Marco Revelli, der für die linke Bündnisliste im Wahlkampf als Sprecher fungierte, wies schon vorher darauf hin, dass die Arbeit nach der Wahl erst richtig losgehen werde. Der Wahlkampf habe ihn zuversichtlich gemacht, weil hier Linke mehrerer Generationen «fast überrascht» festgestellt hätten, wozu sie fähig sind, «wenn sie die jüngste Vergangenheit der Zersplitterung und Abgrenzung» hinter sich lassen.

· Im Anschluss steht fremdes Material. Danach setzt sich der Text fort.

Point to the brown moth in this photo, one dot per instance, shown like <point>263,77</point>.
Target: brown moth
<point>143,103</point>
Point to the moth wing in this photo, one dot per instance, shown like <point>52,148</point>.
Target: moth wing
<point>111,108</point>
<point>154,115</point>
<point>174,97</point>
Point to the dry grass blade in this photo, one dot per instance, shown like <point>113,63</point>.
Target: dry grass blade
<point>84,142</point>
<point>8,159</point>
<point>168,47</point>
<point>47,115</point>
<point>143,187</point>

Innerhalb der massgeblich an der Bündnisliste beteiligten Partei Sinistra Ecologia Libertà (SEL) allerdings stehen die Zeichen nach der Wahl erneut auf Streit. Die Partei war 2009 entstanden aus einem Zusammenschluss der Minderheitsfraktion des Partito della Rifondazione Comunista (PRC), Teilen der Grünen und der Sinistra Democratica, dem linken Flügel der LinksdemokratInnen. Bei den Parlamentswahlen 2013 hatte die SEL im Bündnis mit dem PD 37 Mandate in der Abgeordnetenkammer und 7 im Senat gewonnen. Als der PD dann ein Regierungsbündnis mit Berlusconi schloss, ging die SEL in die Opposition; jetzt fordern einige ihrer ParlamentarierInnen eine Wiederannäherung an Matteo Renzi.

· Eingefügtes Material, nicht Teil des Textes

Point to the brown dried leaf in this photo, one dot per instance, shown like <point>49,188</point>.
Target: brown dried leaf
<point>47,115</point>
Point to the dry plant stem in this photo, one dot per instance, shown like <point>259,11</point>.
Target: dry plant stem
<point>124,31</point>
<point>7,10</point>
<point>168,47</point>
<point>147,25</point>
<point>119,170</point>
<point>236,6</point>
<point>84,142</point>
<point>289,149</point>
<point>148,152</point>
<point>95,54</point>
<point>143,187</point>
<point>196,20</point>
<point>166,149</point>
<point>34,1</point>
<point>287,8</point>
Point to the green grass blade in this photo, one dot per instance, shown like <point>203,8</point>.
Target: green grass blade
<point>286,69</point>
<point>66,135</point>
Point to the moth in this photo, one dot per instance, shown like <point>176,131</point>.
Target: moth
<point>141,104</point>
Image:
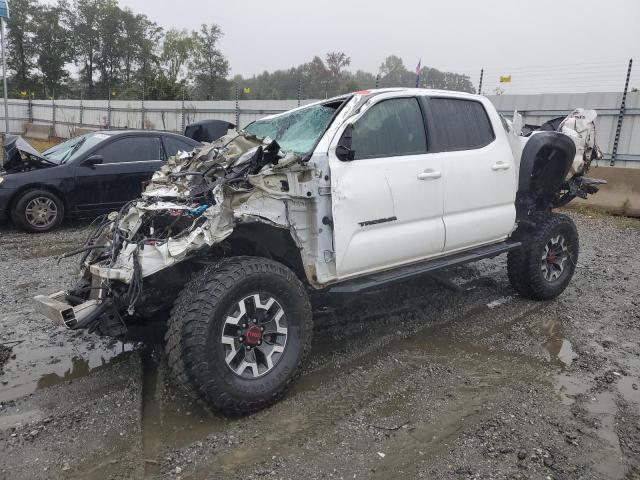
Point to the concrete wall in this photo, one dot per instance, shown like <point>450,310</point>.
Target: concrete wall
<point>620,195</point>
<point>624,184</point>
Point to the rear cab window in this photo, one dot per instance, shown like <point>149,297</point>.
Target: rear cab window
<point>391,127</point>
<point>174,145</point>
<point>458,124</point>
<point>132,149</point>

Dagegen sieht die SEL-Mehrheit die Liste als Basis für ein dauerhaftes linkes Bündnisprojekt. Gleiches gilt für den PRC und die allermeisten der 73 KandidatInnen der Liste. Dass es trotz konträrer Ansichten über das Verhältnis zur PD-Regierung in der Liste nicht zum Bruch kommen müsse, findet Luciana Castellina, die inzwischen 84-jährige Mitbegründerin der linken Zeitung «Il Manifesto». Sie erinnert an die «Doppelstrategie» des Partito Comunista Italiano, als Oppositionspartei zugleich die Regierungspolitik zu beeinflussen. Organisatorische Basis für einen linken Neustart sollten ihrer Ansicht nach die lokalen Komitees der Bündnisliste sein – in einem Kommentar vor der Wahl hatte Castellina diese als «Antidepressivum» für die italienische Linke bezeichnet. Sollte dessen Wirkung nachlassen, könnte auch eine Bewegungstherapie helfen.
Die WählerInnenwanderung
Der Triumph der Demokratischen Partei (PD) kam überraschend. Die Medien hatten ein Kopf-an-Kopf-Rennen zwischen Matteo Renzi und Beppe Grillo prognostiziert. Vor diese vermeintliche Alternative gestellt, entschieden sich viele WählerInnen für Renzi, linke ebenso wie AnhängerInnen Silvio Berlusconis. Dazu dürfte auch Renzis Versprechen beigetragen haben, die Steuern auf Jahreseinkommen bis 25 000 Euro um monatlich 80 Euro zu senken.
Die bisherigen WählerInnen des konservativ-liberalen Zentrums um Expremier Mario Monti liefen fast geschlossen zum PD über: Der sogenannte Dritte Pol schrumpfte innerhalb eines Jahres von 10,5 auf 0,7 Prozent. Eine «Linkswende» ist diese Wählerwanderung kaum. Einige KommentatorInnen sehen eher eine Wiedergeburt der Democrazia Cristiana, die Italien zwischen 1945 und 1993 regierte.